Vous ne faites qu’envoyer des gens à la mort, après vous les réparez, pour leur proposer d’autres missions à la con, et en plus, j’ai même pas les compétences pour exploiter les travaux de ma propre grand-mère selon vous ? Je refuse de continuer. Vous les voulez vraiment ? Vous voulez sauver le monde avec les travaux de ma grand-mère ? Allez-y, partez, et trouvez les, après tout, vous aussi vous savez écrire, lire et parler non ?
Alors, allez en enfer, vous et votre entrainement. Une fois que j’aurais fini ma rééducation, je m’en irai pour Le Rempart.
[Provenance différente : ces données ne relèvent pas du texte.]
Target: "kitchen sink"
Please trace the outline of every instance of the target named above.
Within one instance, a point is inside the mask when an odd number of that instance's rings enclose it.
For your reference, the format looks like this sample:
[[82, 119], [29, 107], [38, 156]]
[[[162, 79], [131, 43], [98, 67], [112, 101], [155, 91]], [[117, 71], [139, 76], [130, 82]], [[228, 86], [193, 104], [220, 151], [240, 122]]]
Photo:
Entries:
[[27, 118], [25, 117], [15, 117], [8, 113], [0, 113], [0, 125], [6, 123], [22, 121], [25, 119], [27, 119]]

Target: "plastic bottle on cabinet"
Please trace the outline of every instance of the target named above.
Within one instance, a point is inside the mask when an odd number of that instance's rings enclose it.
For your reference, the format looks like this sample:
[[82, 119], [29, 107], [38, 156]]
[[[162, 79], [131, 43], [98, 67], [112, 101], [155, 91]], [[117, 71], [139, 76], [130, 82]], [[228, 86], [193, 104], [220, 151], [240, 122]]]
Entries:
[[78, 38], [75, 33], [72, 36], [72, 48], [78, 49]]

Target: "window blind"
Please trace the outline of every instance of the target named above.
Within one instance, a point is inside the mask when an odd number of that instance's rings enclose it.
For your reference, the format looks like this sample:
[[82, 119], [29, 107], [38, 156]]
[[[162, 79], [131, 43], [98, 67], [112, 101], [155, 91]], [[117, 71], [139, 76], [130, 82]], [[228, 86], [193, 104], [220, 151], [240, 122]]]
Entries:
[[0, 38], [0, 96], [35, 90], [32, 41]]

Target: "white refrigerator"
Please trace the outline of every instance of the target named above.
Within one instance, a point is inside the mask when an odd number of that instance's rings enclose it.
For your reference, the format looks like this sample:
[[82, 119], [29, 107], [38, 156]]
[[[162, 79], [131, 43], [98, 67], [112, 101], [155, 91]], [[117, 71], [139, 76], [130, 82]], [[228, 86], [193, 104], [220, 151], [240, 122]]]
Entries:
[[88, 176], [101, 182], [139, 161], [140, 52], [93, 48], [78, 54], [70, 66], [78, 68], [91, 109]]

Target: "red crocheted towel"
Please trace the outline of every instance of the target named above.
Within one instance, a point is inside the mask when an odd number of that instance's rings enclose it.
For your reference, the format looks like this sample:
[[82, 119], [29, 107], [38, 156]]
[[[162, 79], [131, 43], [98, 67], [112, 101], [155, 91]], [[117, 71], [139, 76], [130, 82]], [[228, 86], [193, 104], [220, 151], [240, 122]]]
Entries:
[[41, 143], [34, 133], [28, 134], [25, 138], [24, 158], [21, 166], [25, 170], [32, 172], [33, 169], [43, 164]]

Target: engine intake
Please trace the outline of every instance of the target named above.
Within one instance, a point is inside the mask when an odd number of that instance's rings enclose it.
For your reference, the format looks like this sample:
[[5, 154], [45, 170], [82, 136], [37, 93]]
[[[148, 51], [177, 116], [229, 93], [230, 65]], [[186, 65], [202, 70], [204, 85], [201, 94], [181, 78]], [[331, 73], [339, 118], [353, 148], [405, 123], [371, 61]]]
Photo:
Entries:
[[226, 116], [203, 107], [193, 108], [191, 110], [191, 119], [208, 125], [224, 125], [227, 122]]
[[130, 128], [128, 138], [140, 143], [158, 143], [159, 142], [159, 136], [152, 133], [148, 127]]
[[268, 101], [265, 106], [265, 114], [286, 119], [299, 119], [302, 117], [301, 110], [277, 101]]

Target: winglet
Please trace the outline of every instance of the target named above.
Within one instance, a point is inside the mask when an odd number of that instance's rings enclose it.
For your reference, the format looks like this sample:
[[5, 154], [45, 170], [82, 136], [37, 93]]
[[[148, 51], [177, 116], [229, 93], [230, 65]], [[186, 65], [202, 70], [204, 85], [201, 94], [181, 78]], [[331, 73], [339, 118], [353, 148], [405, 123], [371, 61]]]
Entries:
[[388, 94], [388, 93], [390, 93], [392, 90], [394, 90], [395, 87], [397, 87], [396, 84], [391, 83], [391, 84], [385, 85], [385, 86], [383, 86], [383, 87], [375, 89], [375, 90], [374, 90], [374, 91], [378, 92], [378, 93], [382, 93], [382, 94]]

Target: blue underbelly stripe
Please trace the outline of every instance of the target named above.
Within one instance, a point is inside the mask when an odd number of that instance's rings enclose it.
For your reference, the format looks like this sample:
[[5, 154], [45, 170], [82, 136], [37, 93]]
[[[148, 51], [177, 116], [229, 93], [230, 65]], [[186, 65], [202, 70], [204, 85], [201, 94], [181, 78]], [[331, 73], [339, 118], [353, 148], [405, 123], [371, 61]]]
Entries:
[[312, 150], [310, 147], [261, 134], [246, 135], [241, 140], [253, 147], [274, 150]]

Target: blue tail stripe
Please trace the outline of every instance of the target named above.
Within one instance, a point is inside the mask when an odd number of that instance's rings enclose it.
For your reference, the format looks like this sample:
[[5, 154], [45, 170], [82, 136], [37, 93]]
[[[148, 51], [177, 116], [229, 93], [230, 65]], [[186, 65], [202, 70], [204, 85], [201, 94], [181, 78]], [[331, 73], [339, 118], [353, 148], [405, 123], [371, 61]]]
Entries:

Luk serrait les dents, en sueur, les yeux injectés de sang. Tout son corps était tendu, si seulement il avait pu bouger ses bras, et décrocher la mâchoire de cet enfoiré de dirigeant sans scrupules, ça aurait été le plus beau jour de sa vie. Malheureusement, sa condition d’handicapé ne lui permettait que de passer pour un dément.
Le Gouverneur Principal ouvrit la bouche en fronçant ces sourcils hirsutes et grisonnants, le doigt levé, mais se ravisa. Il tourna les talons et sortit de la salle sans dire un mot, sous le regard médusé du médecin toujours présente.
« Vous y êtes peut être allé un peu fort non ? Vous devez montrer du respect aux Supérieurs, vous savez ? Ils nous ont toujours protégés…Monsieur Aubert ? » Chuchota la médecin, gênée par la situation.
– Allez-vous faire foutre. Fut la seule réponse qu’elle obtenu.